I have an error. when I try to concatenate the link and the part of next link, where I need to switch. Here is my error:
---------------------------------------------------------------------------
TypeError Traceback (most recent call last)
<ipython-input-172-c75cfd599dcf> in <module>
21 l.append(j['href'])
22
---> 23 url2 = 'https://krisha.kz/prodazha/kvartiry/petropavlovsk/' + ''.join(l[j])
24 driver.get(url2)
25
TypeError: list indices must be integers or slices, not Tag
And I faced problem in the following code:
response = requests.get(url)
soup = BeautifulSoup(response.text, 'html.parser')
links = soup.find_all('a', {'class': 'a-card__title'})
soup2 = BeautifulSoup(str(links), 'html.parser')
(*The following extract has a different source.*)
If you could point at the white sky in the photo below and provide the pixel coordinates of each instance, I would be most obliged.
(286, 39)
href = soup2.find_all('a', href=True)
l = []
for j in href:
l.append(j['href'])
url2 = 'https://krisha.kz/prodazha/kvartiry/petropavlovsk/' + ''.join(l[j])
driver.get(url2)
My "l" is a list of hrefs and it looks like that picture below:
Because of that I can't move to the next page to scrape it. What integer or slice do I need here?
Instead of using the list
try to use j
of your loop:
url2 = 'https://krisha.kz/prodazha/kvartiry/petropavlovsk/' +j['href'][1:]
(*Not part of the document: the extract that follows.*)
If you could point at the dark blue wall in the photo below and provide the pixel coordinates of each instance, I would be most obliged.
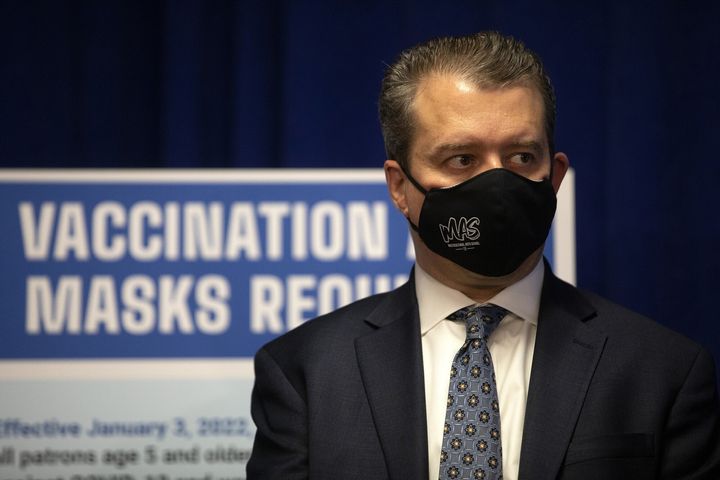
(294, 84)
I sliced it at the end to avoid a //
in the url.
You also can use the list
but than you have to enumerate
in your loop:
for i,j in enumerate(href):
l.append(j['href'])
url2 = 'https://krisha.kz/prodazha/kvartiry/petropavlovsk/' +l[i][1:]
Example
from bs4 import BeautifulSoup
import requests
import pandas as pd
url = "https://krisha.kz/prodazha/kvartiry/petropavlovsk/"
response = requests.get(url)
soup = BeautifulSoup(response.text, 'html.parser')
links = soup.find_all('a', {'class': 'a-card__title'})
soup2 = BeautifulSoup(str(links), 'html.parser')
href = soup2.find_all('a', href=True)
l = []
for j in href:
l.append(j['href'])
url2 = 'https://krisha.kz/prodazha/kvartiry/petropavlovsk/' +j['href'][1:]
print(url2)